SELIC (Sistema Especial de Liquidação e de Custódia)
Taxa básica de juros da economia brasileira, definida pelo Banco Central. Atualmente acumula as funções de correção monetária e juros de mora para as obrigações civis, quando não convencionado de outra forma. Fundamentação: Lei nº 14.905/2024, que alterou os arts. 389 e 406 do Código Civil.
Status quo ante
Expressão em latim que significa “o estado anterior”. No direito contratual, designa a situação em que as partes se encontravam antes da celebração do contrato. A rescisão contratual tem como efeito restaurar o status quo ante, devolvendo os valores pagos e desfazendo os vínculos criados.
Súmula
Enunciado que resume o entendimento consolidado de um tribunal sobre determinada matéria, com força vinculante interna e orientação para instâncias inferiores. Fundamentação: CPC, art. 926. Foram aplicadas no julgamento as Súmulas 5, 7, 13, 83 e 543 do STJ e as Súmulas 282 e 356 do STF.
Supressio
Instituto jurídico previsto no Código Civil (art. 421-A) segundo o qual um direito que não é exercido por um longo período, criando a expectativa legítima de seu não exercício, não pode mais ser exigido.
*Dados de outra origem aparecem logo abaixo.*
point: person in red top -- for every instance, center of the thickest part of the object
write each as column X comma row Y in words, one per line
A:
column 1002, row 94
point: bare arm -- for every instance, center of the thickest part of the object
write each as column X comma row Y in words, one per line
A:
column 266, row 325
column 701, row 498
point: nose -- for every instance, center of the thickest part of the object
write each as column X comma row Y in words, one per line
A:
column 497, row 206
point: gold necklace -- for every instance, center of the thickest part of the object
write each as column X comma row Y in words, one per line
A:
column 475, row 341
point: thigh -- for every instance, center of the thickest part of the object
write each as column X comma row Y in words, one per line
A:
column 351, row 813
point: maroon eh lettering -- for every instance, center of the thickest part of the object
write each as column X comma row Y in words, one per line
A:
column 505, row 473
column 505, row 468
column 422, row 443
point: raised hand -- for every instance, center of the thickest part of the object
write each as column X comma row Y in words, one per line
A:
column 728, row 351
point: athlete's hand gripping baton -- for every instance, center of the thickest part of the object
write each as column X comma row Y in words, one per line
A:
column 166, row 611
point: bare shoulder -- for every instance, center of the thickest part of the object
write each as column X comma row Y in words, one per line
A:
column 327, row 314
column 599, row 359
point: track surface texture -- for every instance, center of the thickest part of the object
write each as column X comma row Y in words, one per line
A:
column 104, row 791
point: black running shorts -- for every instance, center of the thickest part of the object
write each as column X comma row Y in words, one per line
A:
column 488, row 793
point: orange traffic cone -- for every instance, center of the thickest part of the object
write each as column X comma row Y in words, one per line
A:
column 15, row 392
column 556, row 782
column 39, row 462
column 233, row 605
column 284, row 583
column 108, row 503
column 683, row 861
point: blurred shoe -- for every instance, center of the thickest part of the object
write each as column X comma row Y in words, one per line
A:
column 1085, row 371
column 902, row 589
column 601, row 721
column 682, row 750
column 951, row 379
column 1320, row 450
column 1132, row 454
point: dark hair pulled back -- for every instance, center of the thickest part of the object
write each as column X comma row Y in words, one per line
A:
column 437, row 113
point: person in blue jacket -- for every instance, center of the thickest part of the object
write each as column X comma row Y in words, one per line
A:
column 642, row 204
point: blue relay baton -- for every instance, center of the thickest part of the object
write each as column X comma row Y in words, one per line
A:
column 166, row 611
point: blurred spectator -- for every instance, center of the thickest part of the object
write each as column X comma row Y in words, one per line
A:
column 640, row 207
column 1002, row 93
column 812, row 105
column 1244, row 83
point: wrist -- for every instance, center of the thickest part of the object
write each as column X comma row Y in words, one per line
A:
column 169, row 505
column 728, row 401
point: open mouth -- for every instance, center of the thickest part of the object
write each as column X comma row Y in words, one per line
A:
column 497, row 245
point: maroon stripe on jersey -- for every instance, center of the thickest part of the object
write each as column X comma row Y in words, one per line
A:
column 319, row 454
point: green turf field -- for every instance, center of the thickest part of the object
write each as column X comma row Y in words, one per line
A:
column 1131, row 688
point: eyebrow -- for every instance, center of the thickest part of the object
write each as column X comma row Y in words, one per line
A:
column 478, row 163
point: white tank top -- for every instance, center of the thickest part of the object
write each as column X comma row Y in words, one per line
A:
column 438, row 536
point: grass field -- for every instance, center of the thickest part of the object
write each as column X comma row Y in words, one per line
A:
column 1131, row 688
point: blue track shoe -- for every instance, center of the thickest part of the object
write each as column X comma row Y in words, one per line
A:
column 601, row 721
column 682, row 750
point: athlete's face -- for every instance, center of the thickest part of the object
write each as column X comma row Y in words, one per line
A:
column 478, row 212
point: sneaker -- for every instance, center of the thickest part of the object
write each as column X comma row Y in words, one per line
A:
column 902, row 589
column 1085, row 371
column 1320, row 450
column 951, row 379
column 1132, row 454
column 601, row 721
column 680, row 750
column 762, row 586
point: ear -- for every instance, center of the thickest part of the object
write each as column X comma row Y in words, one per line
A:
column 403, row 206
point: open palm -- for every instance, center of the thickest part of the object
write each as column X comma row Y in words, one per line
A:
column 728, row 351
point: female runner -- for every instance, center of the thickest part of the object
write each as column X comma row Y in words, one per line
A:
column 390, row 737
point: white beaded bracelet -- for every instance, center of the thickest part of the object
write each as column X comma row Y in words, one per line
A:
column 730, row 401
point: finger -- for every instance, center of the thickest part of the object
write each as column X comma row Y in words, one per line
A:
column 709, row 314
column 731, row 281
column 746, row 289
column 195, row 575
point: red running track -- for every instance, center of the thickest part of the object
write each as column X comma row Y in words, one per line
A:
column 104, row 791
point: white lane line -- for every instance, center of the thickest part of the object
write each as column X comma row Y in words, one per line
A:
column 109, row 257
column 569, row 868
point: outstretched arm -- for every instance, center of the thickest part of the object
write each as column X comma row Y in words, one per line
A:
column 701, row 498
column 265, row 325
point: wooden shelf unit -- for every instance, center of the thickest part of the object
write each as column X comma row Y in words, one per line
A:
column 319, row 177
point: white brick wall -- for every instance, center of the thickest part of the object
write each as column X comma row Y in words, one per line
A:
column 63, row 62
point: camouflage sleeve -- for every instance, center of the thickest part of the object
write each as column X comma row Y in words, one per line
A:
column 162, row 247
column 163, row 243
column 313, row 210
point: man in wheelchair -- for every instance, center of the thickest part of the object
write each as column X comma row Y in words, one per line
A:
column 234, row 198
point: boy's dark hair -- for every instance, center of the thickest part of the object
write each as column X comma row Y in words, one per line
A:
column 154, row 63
As vendedoras alegaram supressio, mas o tribunal entendeu que a demora dos compradores em rescindir o contrato não foi suficiente para caracterizá-la.
Taxa legal
Percentual de juros fixado por lei para ser aplicado quando as partes não estipularam nenhum outro critério no contrato. Atualmente, com a Lei nº 14.905/2024, a taxa legal é a SELIC, que unifica correção monetária e juros de mora. Antes da alteração, o art. 406 do Código Civil remetia aos juros dos impostos devidos à Fazenda Nacional (1% ao mês).